Secured Guitar, Amp and Studio Gear knobs
Occasionally, especially when hardware is of high class, knobs are secured with screws or nuts, sometimes with more than one as can be seen on my Avalon preamp. Some of the screws become visible on the side of a knob when you turn it, they can usually be screwed off with a screwdriver or a small Allen key (Hex key, Inbus). Regarding high class gear – I have an old Eko Manta guitar that is definitly not a top model but at least its knobs have the look and feel of a high standard, in opposite to those on my Gibson SG and Fender Stratocaster.
Other knobs feature securing nuts hidden under the knob cap. To take off the cap use your finger nails or a small screwdriver or something else being small and sharp. These hidden nuts are sometimes hexagonal and can be unscrewed with a hex wrench or a nut, see the image of the BSS DPR-404 compressor. Sometimes you need a special screwdriver or screwdriver bit with pins on two sides and a gap in the middle, a so called slotted spanner (2-Schlitz spanner, snake eyes). A good example are Drawmer products like the knob in the right image (from a DS 201 Noise Gate).
Sometimes knobs have a removable cap but no nut at all underneath. This applies to cheaper products for the most where a cap in a different color is only used for design reasons or improved readability (example: Novation Bass Station). Finally many knobs are made from just one piece of plastic like on the Doepfer MS-404. Just pull them off, you probably won't damage the device. If this does not work, read on.
How to lift off unsecured potentiometer knobs
In some cases knobs are not secured with a screw and still extremely tight. I have had some chinese digital pianos in my work shop with knobs glued to the shaft. And Mackie consoles are also an example to these although they skip the glue. I once wanted to modify my Mackie 1642 VLZ3 and after many attempts I built a simple tool to remove the knobs. So here is how to solve this.

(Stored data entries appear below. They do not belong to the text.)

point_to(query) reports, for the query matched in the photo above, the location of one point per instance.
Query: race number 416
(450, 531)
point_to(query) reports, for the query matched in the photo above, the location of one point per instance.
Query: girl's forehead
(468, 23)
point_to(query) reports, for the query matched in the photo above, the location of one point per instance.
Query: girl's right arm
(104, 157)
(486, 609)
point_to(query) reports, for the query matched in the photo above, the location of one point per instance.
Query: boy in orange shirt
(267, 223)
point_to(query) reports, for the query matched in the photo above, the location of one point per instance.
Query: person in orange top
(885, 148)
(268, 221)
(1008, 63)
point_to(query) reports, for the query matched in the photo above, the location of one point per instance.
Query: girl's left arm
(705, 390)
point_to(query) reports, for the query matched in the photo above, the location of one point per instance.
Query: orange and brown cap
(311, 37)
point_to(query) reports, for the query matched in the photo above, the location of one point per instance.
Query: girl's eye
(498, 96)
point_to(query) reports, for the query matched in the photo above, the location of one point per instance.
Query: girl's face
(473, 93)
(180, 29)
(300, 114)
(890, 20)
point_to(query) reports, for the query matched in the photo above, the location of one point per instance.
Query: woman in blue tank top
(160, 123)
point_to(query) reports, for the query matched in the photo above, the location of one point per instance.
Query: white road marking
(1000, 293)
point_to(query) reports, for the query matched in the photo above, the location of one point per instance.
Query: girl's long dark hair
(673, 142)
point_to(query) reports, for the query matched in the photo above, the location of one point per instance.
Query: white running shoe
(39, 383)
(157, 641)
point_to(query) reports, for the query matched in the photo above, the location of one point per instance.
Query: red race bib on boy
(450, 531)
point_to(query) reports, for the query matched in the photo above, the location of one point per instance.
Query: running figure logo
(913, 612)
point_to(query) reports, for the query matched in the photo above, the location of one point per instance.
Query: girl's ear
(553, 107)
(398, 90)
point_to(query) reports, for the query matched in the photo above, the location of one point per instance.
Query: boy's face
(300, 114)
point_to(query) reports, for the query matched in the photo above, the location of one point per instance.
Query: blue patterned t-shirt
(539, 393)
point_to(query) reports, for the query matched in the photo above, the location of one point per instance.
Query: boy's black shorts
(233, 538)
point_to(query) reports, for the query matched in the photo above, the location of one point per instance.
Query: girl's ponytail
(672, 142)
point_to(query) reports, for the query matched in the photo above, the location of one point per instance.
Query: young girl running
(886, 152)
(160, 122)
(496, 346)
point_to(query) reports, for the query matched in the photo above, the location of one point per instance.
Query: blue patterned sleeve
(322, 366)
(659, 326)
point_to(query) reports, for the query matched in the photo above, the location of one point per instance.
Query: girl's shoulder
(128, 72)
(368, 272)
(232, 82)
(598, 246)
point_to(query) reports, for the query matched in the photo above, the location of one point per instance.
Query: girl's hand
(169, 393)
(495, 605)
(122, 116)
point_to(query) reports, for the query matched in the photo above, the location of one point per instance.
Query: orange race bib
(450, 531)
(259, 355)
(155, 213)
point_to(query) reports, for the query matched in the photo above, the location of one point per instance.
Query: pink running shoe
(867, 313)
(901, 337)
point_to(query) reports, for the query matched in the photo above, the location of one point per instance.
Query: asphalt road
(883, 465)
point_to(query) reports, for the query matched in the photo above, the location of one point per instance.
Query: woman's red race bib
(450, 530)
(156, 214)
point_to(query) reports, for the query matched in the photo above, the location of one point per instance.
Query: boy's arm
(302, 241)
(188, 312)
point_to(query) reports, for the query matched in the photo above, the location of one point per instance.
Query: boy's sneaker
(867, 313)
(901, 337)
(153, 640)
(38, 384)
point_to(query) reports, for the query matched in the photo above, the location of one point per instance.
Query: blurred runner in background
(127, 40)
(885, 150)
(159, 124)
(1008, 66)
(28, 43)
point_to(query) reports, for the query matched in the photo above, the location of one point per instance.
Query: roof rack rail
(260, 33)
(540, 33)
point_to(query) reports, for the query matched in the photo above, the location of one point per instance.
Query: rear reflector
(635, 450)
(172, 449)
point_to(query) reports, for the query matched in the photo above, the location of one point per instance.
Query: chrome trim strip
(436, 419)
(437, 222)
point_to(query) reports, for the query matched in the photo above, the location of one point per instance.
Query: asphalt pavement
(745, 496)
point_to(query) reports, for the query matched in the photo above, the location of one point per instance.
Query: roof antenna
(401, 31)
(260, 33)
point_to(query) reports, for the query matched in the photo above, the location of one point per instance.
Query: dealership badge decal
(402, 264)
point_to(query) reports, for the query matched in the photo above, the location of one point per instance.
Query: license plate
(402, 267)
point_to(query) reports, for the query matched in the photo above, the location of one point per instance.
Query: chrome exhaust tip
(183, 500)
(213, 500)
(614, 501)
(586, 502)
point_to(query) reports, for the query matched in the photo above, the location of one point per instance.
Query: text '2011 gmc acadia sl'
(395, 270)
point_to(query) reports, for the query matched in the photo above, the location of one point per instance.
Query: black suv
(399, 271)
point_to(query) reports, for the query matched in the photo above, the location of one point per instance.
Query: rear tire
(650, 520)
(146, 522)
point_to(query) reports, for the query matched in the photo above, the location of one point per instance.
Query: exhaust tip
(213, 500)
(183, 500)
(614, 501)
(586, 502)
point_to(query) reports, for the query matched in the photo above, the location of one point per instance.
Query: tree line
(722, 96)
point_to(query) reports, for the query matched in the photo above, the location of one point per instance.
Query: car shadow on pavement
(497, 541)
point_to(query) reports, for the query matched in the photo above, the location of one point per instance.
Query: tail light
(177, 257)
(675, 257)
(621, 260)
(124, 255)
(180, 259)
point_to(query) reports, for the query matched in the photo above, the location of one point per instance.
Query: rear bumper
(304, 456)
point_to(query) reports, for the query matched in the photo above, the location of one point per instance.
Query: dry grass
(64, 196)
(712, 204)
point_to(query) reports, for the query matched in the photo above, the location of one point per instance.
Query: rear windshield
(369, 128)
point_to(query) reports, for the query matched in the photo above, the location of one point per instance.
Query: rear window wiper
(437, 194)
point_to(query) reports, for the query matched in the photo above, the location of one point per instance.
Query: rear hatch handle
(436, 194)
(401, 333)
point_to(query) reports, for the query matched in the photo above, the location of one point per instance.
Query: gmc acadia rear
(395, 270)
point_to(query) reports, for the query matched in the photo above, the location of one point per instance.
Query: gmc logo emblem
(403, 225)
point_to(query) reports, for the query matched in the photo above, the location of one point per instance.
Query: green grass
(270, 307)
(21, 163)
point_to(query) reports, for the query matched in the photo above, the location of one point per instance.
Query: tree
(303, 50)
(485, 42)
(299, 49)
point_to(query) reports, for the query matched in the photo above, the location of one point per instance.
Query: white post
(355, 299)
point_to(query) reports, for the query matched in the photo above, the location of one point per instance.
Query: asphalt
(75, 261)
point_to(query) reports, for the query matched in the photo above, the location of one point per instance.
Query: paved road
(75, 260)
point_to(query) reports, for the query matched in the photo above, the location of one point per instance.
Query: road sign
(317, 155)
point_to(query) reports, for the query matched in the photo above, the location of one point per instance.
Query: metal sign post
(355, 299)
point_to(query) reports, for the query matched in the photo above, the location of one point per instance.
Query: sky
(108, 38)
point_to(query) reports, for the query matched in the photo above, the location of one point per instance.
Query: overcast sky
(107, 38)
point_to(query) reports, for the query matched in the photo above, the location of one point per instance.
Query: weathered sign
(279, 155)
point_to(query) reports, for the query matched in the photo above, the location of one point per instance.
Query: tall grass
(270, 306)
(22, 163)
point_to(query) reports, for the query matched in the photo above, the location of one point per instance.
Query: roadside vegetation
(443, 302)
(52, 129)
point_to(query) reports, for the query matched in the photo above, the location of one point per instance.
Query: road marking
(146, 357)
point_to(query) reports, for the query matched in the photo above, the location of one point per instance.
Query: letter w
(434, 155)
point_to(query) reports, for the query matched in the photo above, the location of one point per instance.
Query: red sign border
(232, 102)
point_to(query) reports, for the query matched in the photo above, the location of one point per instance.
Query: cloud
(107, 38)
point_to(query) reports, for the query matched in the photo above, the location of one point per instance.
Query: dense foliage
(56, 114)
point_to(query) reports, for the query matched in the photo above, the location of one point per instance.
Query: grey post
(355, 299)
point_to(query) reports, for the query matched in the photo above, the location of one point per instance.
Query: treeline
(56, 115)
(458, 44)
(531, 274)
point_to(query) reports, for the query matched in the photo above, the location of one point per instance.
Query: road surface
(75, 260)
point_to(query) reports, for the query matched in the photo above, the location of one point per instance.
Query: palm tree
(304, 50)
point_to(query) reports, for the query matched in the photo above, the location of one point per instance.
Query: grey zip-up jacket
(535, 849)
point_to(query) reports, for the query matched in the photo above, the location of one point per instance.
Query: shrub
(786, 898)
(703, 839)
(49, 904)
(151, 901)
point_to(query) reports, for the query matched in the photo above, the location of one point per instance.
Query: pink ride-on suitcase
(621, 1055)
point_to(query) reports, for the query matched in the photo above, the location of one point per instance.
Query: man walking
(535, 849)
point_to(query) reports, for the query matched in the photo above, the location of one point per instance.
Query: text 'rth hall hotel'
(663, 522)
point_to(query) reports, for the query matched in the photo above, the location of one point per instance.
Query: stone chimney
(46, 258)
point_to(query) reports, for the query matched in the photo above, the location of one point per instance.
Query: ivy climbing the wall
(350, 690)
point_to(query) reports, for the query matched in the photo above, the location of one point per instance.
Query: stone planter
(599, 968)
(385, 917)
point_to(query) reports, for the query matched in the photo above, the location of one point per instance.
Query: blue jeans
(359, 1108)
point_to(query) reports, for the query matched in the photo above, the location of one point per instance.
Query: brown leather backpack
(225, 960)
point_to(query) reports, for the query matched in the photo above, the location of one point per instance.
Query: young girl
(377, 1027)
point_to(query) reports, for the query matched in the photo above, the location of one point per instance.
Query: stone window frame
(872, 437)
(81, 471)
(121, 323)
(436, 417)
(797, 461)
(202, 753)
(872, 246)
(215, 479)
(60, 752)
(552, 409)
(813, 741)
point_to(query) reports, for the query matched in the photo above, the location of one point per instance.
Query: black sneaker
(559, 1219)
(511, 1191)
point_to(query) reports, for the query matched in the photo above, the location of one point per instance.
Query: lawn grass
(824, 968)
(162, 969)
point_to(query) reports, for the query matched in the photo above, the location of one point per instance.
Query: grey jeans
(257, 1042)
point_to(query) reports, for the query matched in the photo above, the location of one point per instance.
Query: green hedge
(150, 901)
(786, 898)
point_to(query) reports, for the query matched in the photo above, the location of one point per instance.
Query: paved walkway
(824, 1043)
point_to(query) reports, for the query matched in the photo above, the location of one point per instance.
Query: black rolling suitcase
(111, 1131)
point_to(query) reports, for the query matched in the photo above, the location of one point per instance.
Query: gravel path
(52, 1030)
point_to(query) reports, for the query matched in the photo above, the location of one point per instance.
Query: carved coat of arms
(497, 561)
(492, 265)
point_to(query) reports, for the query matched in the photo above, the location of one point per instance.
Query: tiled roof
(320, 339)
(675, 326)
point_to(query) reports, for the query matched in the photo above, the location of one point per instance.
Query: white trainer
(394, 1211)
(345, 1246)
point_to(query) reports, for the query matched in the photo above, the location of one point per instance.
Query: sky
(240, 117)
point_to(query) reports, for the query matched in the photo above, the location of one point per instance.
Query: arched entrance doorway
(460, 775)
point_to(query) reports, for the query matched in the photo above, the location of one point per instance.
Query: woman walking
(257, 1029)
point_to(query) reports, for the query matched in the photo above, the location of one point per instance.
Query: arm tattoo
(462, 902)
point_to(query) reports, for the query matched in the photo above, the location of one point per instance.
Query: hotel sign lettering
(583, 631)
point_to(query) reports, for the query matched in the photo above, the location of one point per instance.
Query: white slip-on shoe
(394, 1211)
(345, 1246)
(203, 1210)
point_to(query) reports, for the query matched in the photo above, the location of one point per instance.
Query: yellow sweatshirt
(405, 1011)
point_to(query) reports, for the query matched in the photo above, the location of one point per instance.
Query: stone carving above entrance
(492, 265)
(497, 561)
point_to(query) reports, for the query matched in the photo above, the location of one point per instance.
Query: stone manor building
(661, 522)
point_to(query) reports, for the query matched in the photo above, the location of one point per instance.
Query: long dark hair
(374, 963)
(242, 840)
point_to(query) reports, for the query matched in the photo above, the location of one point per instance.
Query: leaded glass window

Take e.g. the plastic handle of a washing powder packet or something similar and fold it in the middle. Make a cut 4-5 mm wide and 1,5 cm long. Unfold the handle, the cut should now be about 3 cm long. Wiggle the cut over the knob and place the plastic under the knob. Pull the handle in one direction until the knob is tight in one end of the cut. Twist the other end by 180 degrees. Hold both ends of the handle close to the knob and pull hard but gently upwards.
If you like, I put a short clip on youtube about this.
If you still have any questions or suggestions, leave a comment.
Thank you very much for your thorough explanation! I was forced to buy a surplus of washing powder, but the plastic handle did the trick for the tight knobs of my mixing desk. Now I actually have a problem putting the knobs back on. Any idea how this works?
Glad I could help you!
To put the knobs back in place, be careful. If you push too hard and the pots are not secured on the panel they might break inside. If the knobs refuse to get back in place you can try to put little soap around the shaft. Don't take liquid soap for the water in it, try standard curd soap. This works good with plastics without affecting it. Works also with wood, btw (stuck cupboard drawers!).